The Carrera Panamericana holds a special place in the motorsport history books, regarded now as one of the most gruelling endurance races to ever have taken place. More than just a race, it was an exhausting cross-Atlantic adventure. 3,000 kilometres of often untarmacked roads traversing Mexico from end to end, from the border with Guatemala to that with the United States was the ultimate test for car and driver. With consecutive stages of 950 km divided into two parts with a break of just half an hour, it’s clear to see why only five editions were held. Starting in late November of 1950, the authorities called time on it in 1954 due to the extreme danger.Meanwhile, the reputation of the ‘marathon’ had grown equal to that of the Mille Miglia or the 24 Hours of Le Mans, both races with large radio and press following.
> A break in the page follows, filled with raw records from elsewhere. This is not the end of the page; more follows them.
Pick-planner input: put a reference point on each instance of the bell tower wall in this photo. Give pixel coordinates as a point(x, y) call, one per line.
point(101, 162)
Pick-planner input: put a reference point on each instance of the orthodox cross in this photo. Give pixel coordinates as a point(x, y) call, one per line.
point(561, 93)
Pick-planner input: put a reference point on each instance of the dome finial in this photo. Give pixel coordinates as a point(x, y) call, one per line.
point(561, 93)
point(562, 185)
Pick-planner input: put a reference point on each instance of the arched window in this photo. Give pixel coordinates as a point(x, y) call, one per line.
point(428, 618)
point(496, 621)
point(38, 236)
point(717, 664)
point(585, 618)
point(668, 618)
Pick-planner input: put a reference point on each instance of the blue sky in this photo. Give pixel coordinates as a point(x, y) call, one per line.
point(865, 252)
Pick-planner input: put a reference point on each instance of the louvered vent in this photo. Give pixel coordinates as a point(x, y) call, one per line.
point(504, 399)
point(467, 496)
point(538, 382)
Despite the difficult conditions and expense of sending cars and people, all the biggest European and North American manufacturers wanted to race there to promote their marques and win the prize money. Not only this but to sell cars in the United States (for European manufacturers), using the big earnings to offset their investments
However, this ‘raid’ on America wasn’t always successful, because sometimes the cars were totally wrecked in an accident. Unfortunately, some champions also failed to return from Mexico, one of them being Felice Bonetto. Many winners found their image inextricably linked to the Carrera. This was so for Umberto Maglioli, who began racing with his mentor Giovanni Bracco in endurance tests such as the Mille Miglia and Targa Florio. In 1952, he drove a Lancia Aurelia in his first Carrera, finishing fourth behind Luigi Chinetti, the famous NART founder. This result smoothed the way for him to join Ferrari in 1953, but not before winning the Targa Florio with Lancia. Mike Hawthorn won the 12 Hours of Pescara for Ferrari and then went to the Panamericana with the 375 MM and the company of another 176 entrants. Lancia turned up with a strong team and totally dominated the race. However, tyre problems forced Maglioli, despite winning four stages, to stop and switch to the car of Mario Ricci, who sponsored the entire shipment of cars from Maranello, entered by Scuderia Guastalla of Franco Cornacchia and Luigi Chinetti. Maglioli launched into a furious chase on the long straight stretches of the final stages, earning the nickname from the Mexican press of “el suicida del volante” or even the “mad Italian”, but he just couldn’t make up the gap. Ferrari nevertheless won the Sportscar Championship.
Maglioli set a world record in the Chihuahua-Ciudad Juárez stage, won at an average of 222.59 km/h. During the Cuernavaca motorway stretch, the newspapers reported that his 375 MM even touched the 270 km/h mark. In 1954, after winning three Sportscar races, Maglioli returned in triumph to the Carrera Panamericana. Victory in the Carrera had a special appeal because it was definitely the hardest race of the season. There were no Lancias, but there were Porsches and Alfa Romeos on the grid. The race was a family affair between Phil Hill-Richie Ginther, with a blue and white 375 MM Vignale Spider, sporting an eye-catching rear fin, and Maglioli with a 375 Plus Pininfarina Spider, who excelled at the wheel of the very powerful, high capacity racing car. His greatest ability was to instinctively feel out and ‘know’ circuits he had never driven on. He knew how to manage the tyres in the first part of the race and to put his foot down on long final stretches.
Maglioli’s 375 Plus was given to him for the race by the American customer Erwin Goldschmidt, a relative of the famous banker Jakob, and was sold to another American customer shortly after the event. The duel ended with victory for Maglioli in the last Carrera Panamericana, in 17 hours 40 minutes and 26 seconds, with a record average of 173.692 km/h. Some say that the decision of the organisers to discontinue the race was taken on the basis of his performances. Ferrari also won the World Sportscar Championship in 1954. In addition, the name of Maglioli became synonymous with Targa Florio, a race that he won three times in 1953, 1956 and 1968. He also came third for Scuderia Ferrari in the Italian Grand Prix at Monza in 1954 and triumphed with Parkes at the 12 Hours of Sebring in 1964 in a 275 P.